Unfortunately, in the Hill decision, the Indiana Supreme Court does suggest attorneys who are public officials should be held to a higher standard under the disciplinary rules than private attorneys. There are already specific ethics rules that apply to the conduct of prosecutors and judges. Prosecutors are specifically obligated to follow Rule 3.8 of the Rules of Professional Conduct in addition to the other attorney disciplinary rules. Judges meanwhile have an entire set of ethics rules, the Judicial Code of Conduct, they must follow.
It is a slippery slope to enforce the ethics rules differently when the accused attorney is a public official and when the attorney is a private citizen. Public officials who are attorneys, especially those in elected office, are by the nature of their jobs already targets of attorney disciplinary complaints. Unfortunately, the Hill decisions sends a signal to the public that the disciplinary process can be used to target those officials for accusations of misconduct unrelated to the actual work of an attorney. That opens the floodgates for such accusations. When that happens (and I would argue it already has happened) the Commission is put in the unfortunate position of arbitrarily rejecting some of those allegations against public officials while pursuing others.
The disciplinary process for Indiana attorneys should not involve arbitrary, uneven enforcement of the rules, including treating public officials who are attorneys harsher than those in private practice. When it comes to ethics rules, attorneys need bright lines so they know what is right and what is wrong, and the penalty they face must be consistent when they do cross those bright lines. Unfortunately, there is zero consistency in the Indiana attorney disciplinary process. And too often disciplinary decisions are driven by the personal animus Commission leadership and its attorneys develop toward the attorneys whose conduct they are supposed to be overseeing.

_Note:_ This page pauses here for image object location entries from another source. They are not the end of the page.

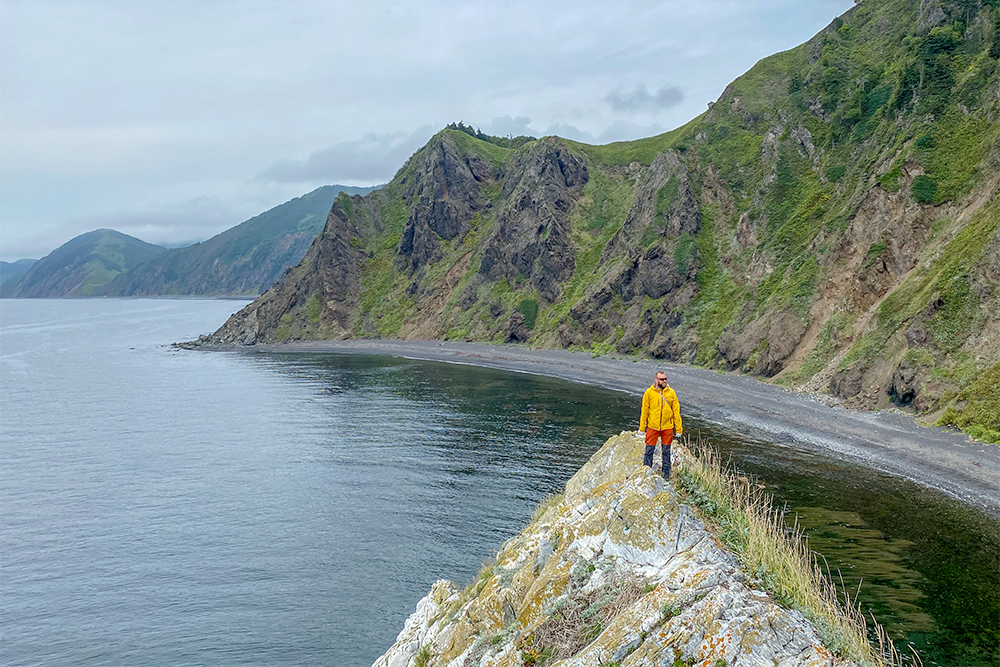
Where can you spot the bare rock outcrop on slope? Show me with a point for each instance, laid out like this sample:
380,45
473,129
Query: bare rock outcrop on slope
325,286
617,572
532,236
444,195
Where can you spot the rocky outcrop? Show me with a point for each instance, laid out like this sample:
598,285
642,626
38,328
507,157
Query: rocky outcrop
324,288
444,194
765,345
531,241
618,571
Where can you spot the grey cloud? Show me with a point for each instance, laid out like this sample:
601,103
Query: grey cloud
570,132
372,159
624,131
640,99
503,126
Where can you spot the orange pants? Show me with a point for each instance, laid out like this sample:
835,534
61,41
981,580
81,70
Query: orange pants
666,437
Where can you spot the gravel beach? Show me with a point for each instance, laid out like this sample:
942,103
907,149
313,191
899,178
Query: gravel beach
890,441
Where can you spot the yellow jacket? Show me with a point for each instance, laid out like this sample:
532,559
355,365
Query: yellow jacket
661,410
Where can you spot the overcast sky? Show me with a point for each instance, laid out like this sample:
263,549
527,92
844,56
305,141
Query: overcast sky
173,121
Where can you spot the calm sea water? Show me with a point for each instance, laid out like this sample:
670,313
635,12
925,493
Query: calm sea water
167,507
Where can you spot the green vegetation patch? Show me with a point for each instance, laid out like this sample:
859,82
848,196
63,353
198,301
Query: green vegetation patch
923,189
980,415
719,297
529,308
776,555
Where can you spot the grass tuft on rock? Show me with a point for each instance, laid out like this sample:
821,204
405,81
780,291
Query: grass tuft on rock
779,557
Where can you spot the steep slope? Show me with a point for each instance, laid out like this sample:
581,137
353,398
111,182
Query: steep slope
245,259
830,222
11,270
82,266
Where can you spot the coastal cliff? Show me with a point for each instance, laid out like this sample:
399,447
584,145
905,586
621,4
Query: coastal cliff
831,223
617,571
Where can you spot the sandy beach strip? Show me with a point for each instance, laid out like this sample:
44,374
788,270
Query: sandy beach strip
889,441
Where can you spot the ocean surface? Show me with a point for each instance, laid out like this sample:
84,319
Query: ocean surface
169,507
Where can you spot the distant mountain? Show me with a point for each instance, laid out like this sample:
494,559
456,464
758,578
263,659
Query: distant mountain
82,266
11,270
245,259
832,222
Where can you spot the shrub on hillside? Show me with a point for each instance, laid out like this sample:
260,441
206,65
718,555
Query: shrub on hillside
924,189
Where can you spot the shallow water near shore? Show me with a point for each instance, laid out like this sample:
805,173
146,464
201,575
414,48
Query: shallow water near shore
166,507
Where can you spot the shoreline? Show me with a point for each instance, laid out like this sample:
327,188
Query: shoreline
890,442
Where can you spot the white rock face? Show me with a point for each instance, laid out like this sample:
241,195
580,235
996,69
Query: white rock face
615,573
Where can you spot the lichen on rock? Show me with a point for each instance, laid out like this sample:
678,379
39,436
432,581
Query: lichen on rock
616,571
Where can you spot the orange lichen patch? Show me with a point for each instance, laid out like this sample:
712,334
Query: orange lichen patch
714,648
507,659
462,638
615,461
550,584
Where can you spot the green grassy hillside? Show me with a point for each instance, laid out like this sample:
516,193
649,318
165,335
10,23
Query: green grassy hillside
82,266
830,223
11,270
245,259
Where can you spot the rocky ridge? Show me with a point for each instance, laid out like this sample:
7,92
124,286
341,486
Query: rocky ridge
618,571
831,223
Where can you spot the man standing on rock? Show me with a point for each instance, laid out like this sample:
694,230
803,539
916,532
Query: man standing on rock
660,419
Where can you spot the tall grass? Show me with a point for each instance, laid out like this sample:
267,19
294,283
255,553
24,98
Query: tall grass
780,557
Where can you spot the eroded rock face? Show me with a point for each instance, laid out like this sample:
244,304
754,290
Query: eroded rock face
764,346
618,572
532,236
330,273
444,195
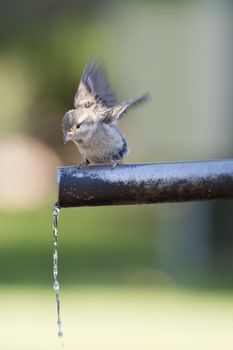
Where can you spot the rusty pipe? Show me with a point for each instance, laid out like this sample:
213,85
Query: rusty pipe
145,183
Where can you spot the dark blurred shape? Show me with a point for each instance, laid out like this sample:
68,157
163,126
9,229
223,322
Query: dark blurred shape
145,183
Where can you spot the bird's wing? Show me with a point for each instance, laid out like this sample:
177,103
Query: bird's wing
94,88
117,112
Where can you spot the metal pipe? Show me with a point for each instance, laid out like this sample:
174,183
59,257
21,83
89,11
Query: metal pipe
145,183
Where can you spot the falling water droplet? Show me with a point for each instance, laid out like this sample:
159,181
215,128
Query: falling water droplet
56,286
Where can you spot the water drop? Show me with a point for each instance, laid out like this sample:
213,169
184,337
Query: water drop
56,286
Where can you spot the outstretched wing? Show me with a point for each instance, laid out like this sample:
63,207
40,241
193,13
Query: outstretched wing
117,112
94,87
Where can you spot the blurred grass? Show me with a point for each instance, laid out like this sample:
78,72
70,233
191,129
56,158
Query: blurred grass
95,245
116,318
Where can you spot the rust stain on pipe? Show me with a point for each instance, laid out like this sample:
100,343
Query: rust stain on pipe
145,183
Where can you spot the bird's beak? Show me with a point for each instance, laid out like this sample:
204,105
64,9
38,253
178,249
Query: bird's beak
67,137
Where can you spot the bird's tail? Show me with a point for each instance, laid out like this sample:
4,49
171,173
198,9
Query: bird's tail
124,106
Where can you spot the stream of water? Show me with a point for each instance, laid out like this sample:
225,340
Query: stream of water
56,286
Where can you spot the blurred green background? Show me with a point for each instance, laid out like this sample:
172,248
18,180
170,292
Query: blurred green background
136,277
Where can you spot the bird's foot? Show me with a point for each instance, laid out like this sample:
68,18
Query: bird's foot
82,165
114,163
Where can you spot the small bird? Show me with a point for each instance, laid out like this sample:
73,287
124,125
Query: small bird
92,124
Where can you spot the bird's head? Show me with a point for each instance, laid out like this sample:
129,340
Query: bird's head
78,125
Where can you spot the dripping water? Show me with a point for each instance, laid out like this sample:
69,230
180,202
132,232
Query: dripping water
56,287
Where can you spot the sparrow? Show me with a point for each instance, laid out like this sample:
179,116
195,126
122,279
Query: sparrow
92,124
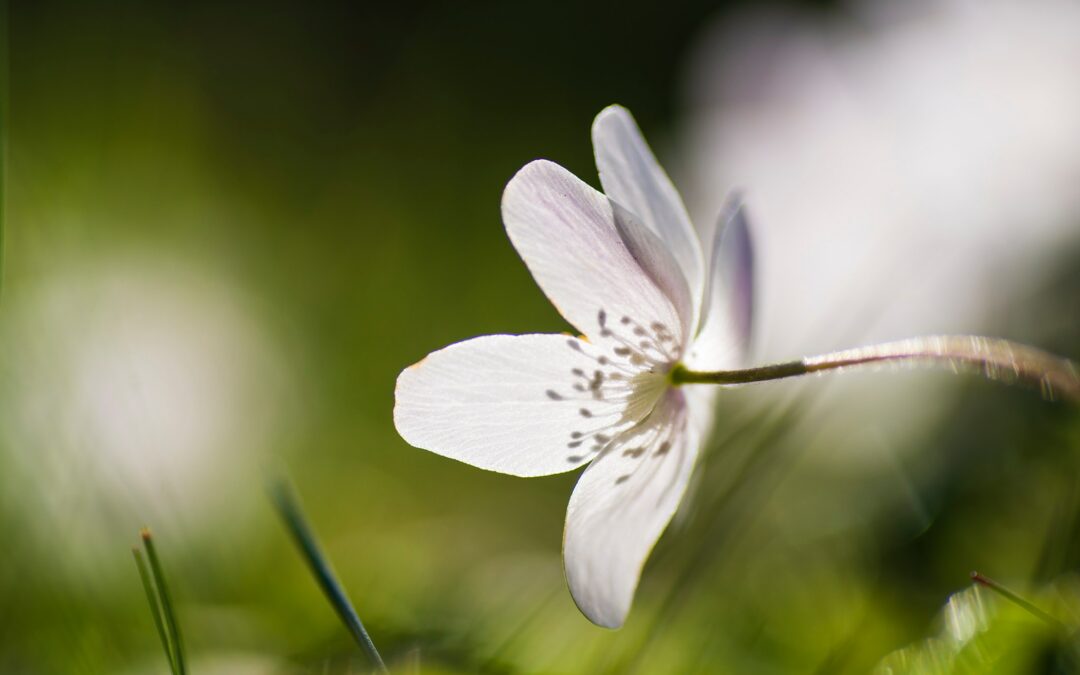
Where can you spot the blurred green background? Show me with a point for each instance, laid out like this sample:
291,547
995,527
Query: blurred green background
230,226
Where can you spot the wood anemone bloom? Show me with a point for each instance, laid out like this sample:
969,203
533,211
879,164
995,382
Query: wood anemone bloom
626,269
662,315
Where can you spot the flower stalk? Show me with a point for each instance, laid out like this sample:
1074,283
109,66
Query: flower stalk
995,359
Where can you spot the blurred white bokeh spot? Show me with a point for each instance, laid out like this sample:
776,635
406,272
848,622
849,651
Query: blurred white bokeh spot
910,169
136,391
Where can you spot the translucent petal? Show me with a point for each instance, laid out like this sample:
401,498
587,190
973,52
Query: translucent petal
525,405
622,504
728,308
567,234
632,177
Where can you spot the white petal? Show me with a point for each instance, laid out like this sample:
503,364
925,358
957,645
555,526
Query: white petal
620,507
728,308
566,233
632,177
526,405
656,258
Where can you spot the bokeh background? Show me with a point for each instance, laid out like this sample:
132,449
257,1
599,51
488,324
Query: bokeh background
229,226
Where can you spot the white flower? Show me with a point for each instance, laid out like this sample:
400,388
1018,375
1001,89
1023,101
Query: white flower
628,270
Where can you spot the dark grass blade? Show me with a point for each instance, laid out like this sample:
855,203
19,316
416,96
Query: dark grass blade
289,511
166,603
151,597
1002,591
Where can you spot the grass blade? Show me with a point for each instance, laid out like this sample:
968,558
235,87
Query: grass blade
1002,591
151,597
166,603
289,511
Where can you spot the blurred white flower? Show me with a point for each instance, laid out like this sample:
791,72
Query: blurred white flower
626,269
913,166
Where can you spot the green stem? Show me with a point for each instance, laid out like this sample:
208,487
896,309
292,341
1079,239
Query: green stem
321,568
166,603
151,597
994,359
997,588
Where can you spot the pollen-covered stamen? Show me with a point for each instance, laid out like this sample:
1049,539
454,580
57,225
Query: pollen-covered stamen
651,440
653,346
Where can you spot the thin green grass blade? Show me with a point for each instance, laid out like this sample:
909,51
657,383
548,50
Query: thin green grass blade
151,597
166,603
289,511
1016,599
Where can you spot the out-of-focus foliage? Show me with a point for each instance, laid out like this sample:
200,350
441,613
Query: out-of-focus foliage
230,227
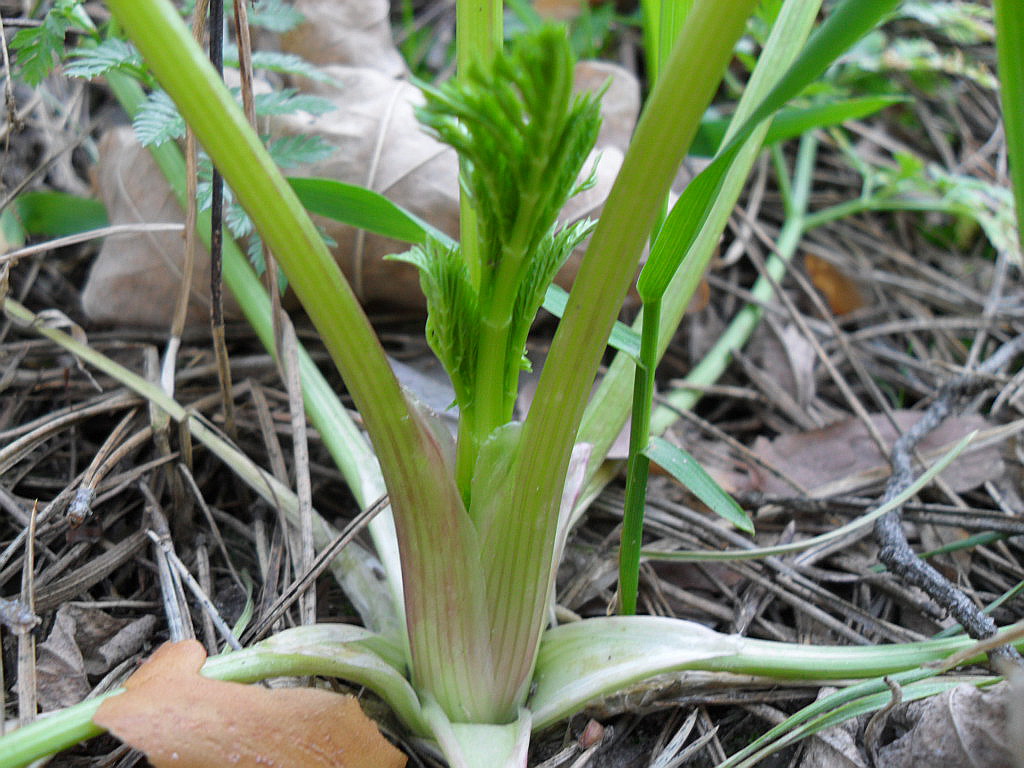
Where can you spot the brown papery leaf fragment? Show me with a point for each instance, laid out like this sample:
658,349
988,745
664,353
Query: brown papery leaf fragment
838,288
181,719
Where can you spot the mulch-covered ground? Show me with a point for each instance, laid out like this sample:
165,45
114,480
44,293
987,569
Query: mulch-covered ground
880,313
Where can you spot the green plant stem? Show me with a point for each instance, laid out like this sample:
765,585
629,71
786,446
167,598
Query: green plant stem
341,436
639,464
323,656
446,616
609,407
478,35
522,570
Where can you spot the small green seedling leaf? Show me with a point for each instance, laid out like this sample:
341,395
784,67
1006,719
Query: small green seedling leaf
364,208
1010,47
685,468
158,121
289,152
51,214
274,15
289,100
38,49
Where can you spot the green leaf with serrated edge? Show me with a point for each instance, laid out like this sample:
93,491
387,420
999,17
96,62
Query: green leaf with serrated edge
93,60
452,311
158,121
522,139
365,209
847,24
289,100
792,123
37,50
688,471
56,214
286,64
289,152
623,338
551,255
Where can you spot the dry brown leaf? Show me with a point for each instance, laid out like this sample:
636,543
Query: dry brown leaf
379,144
963,728
844,451
837,287
135,278
355,33
179,718
83,642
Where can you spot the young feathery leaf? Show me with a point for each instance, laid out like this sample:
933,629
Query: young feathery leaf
551,255
522,139
452,310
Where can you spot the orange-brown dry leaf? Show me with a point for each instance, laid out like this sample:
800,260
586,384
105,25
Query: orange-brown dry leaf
179,718
839,290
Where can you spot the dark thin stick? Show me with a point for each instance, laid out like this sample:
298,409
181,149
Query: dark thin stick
327,555
894,550
217,235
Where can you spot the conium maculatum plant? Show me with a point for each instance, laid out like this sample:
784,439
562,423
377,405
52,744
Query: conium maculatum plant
480,520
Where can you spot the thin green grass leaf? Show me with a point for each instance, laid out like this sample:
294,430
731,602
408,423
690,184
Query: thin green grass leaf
788,124
52,214
1010,49
364,208
39,49
688,471
158,121
841,29
623,338
785,549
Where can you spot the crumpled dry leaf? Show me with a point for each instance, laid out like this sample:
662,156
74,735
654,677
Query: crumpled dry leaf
84,642
843,452
379,145
964,727
355,33
135,278
382,146
181,719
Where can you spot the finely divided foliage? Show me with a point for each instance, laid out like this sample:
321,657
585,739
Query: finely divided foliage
523,139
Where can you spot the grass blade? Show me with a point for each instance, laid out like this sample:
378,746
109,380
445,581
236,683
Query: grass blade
1010,49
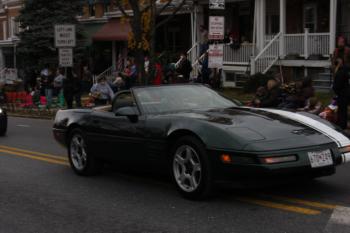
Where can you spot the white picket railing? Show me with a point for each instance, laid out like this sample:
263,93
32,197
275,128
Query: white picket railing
267,57
318,43
306,44
294,44
239,56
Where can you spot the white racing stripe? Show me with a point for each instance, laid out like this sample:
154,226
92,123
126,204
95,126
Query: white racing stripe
333,134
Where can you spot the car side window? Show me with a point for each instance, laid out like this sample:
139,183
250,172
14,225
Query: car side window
123,99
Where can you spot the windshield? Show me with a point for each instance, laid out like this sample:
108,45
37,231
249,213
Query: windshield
154,100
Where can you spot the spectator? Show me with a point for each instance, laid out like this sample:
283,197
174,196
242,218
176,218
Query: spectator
342,51
313,105
341,88
184,68
205,71
86,79
261,94
48,85
102,92
130,73
203,39
71,89
159,73
271,100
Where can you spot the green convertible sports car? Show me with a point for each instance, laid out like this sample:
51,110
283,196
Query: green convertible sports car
200,138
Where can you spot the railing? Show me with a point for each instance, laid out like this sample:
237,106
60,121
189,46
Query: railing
239,56
267,57
318,43
305,44
294,44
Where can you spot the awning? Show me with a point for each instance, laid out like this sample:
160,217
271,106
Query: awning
114,30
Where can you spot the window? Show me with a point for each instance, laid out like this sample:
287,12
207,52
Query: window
310,17
106,4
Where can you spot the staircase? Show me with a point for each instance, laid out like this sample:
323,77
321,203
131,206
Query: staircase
323,81
267,57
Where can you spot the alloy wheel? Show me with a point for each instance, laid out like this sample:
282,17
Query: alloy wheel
78,152
187,168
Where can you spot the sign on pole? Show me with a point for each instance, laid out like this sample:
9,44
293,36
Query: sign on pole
217,4
65,35
216,27
216,54
65,56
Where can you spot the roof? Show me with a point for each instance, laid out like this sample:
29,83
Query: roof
114,30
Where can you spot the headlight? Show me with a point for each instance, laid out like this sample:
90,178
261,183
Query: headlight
344,150
280,159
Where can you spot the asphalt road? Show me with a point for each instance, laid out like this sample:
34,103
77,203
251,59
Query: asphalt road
39,193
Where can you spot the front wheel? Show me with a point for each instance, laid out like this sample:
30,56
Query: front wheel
191,169
80,159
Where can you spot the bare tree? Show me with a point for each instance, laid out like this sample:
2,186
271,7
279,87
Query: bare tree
142,16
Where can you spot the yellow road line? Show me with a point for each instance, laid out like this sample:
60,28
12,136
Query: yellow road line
33,153
35,157
304,202
280,206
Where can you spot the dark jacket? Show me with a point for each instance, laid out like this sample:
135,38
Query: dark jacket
341,82
272,98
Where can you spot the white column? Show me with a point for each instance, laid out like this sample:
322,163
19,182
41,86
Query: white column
306,43
2,65
261,23
332,25
114,55
282,26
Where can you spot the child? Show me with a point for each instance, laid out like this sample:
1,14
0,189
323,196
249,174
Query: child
330,112
313,105
260,94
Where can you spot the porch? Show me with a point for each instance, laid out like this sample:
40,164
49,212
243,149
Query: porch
301,32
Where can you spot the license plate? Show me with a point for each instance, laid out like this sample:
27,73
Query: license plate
320,158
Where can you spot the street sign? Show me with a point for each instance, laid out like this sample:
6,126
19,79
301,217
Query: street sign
216,27
65,57
217,4
65,35
216,54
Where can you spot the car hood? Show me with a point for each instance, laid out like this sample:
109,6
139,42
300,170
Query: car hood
261,130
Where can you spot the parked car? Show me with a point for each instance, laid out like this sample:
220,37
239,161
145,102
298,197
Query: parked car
3,122
200,138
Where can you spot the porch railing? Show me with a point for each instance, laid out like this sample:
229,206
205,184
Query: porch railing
306,44
267,57
318,44
239,56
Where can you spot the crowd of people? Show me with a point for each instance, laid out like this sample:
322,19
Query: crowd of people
300,95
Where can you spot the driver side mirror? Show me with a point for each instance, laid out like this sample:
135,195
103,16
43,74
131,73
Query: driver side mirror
130,112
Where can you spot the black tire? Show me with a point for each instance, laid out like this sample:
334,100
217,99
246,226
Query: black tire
91,165
3,125
205,183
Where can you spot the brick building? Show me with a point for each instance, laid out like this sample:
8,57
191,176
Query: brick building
9,10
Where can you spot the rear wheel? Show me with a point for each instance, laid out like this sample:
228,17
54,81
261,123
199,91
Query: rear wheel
81,160
191,169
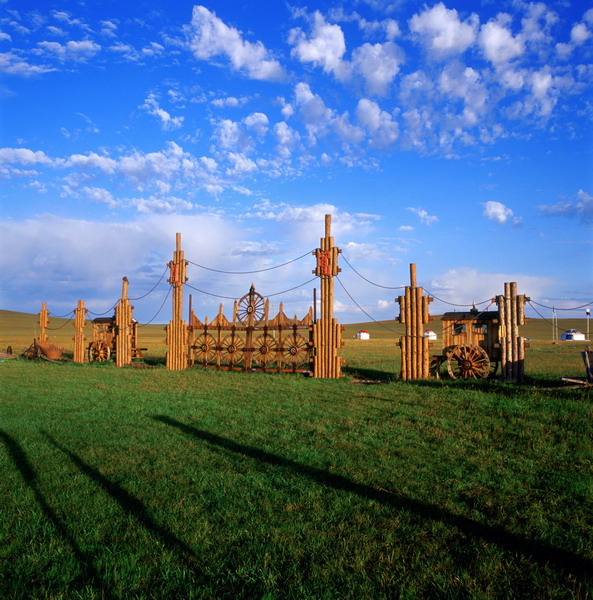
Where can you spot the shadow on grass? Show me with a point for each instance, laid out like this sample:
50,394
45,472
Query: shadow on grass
21,462
542,553
133,507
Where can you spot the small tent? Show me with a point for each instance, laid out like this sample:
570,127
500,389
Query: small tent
573,335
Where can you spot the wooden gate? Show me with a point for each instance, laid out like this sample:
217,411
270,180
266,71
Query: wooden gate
251,340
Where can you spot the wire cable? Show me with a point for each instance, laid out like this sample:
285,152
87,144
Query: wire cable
385,287
249,272
557,308
158,311
152,290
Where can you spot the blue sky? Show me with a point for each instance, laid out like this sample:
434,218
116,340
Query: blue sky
454,135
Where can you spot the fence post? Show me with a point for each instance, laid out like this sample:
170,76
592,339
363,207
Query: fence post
511,308
43,323
176,330
123,328
327,333
79,323
413,312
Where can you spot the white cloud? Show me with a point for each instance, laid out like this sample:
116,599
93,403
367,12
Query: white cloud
210,37
324,48
499,213
383,129
12,64
497,41
425,218
74,51
441,30
581,208
168,123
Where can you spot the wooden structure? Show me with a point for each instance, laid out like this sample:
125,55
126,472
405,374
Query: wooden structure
512,346
415,346
177,358
327,333
252,340
471,346
79,323
43,323
125,328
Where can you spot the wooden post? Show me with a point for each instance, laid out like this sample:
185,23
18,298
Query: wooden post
79,323
511,308
43,323
176,330
123,328
413,307
327,334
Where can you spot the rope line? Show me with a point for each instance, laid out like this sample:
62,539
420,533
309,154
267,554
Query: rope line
159,310
249,272
556,308
365,312
62,325
385,287
152,290
59,316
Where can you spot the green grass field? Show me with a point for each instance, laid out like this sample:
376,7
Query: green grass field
144,483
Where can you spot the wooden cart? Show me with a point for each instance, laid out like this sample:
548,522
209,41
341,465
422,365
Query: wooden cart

I applaud the Indiana Supreme Court for its professional, unbiased approach it took toward handling the accusations against the Hill. Nonetheless, the decision does seem to be a bit of a compromise that glosses over continued problems with the disciplinary process. The time is long past for the Indiana Supreme Court justices to take ownership of the disciplinary process for attorneys and institute much needed reform. We attorneys need a disciplinary process that is professional, objective and fair. What we have right now is anything but that.